Sports venue in Budapest, Hungary

Illovszky Rudolf Stadion is a multi-use stadium in Angyalföld, Budapest, Hungary. It is used mostly for football matches and is the home stadium of Vasas SC. The stadium holds 5,054 people.

==History==
===Planning===
On 8 December 2015 it was announced that a completely new stadium will be built by the end of the year 2017. László Markovits, president of Vasas SC, said that the constructions will begin in the 2016–17 Nemzeti Bajnokság I season. Therefore, the club will have to move to the newly built Hidegkuti Nándor Stadium to play the rest of the matches. The capacity of the stadium will be 5,000.

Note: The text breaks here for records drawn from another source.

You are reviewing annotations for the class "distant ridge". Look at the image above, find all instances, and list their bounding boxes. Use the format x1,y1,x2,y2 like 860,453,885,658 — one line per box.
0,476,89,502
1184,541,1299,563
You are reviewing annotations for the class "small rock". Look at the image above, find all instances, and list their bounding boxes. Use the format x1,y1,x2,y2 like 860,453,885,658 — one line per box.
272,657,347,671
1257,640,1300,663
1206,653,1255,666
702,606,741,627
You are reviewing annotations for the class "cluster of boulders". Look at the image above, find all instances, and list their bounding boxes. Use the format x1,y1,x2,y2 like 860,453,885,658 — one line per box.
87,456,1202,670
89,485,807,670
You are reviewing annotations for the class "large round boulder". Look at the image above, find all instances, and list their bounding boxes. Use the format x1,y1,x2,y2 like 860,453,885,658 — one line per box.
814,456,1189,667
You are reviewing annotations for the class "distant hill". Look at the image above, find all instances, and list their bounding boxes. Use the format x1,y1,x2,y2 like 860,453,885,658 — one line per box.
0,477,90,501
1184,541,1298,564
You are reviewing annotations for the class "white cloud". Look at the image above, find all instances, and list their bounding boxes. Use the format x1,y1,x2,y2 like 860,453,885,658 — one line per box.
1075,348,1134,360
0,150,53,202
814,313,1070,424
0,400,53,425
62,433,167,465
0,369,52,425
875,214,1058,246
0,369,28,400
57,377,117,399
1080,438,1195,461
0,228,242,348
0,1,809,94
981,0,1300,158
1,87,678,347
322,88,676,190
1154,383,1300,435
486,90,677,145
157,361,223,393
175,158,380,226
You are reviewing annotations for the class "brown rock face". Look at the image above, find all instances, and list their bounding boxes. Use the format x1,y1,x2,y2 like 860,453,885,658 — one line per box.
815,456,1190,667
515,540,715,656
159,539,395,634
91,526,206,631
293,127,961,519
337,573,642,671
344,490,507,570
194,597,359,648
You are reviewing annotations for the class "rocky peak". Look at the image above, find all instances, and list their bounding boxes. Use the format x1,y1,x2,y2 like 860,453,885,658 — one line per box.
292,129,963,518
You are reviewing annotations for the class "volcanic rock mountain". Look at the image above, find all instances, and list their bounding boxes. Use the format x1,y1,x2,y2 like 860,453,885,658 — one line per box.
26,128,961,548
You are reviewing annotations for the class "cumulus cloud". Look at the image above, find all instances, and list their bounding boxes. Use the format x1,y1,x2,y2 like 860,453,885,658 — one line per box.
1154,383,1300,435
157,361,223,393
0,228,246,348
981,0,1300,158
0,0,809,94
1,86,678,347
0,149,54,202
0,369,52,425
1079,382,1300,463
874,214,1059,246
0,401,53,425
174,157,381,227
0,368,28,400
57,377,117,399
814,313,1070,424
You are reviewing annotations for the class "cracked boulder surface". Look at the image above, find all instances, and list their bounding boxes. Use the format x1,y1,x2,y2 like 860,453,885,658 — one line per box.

On 29 October 2016, the last match was played at the stadium. Vasas SC hosted Videoton FC on the 14 match day of the 2016–17 Nemzeti Bajnokság I season. The first goals was scored by Remili in the 37th minute. However, the last goal was scored by Lazović in the 92nd minute. The match ended with a 1–1 draw in front of 5,050 spectators.

On 1 November 2016, it was revealed that the new stadium will be rotated minimally. The new stadium will be perpendicular to Fáy utca.

On 7 January 2017, the supporters of Vasas wrote an open letter asking for a stadium with a bigger capacity. Vasas FC backed the idea to apply for a bigger stadium.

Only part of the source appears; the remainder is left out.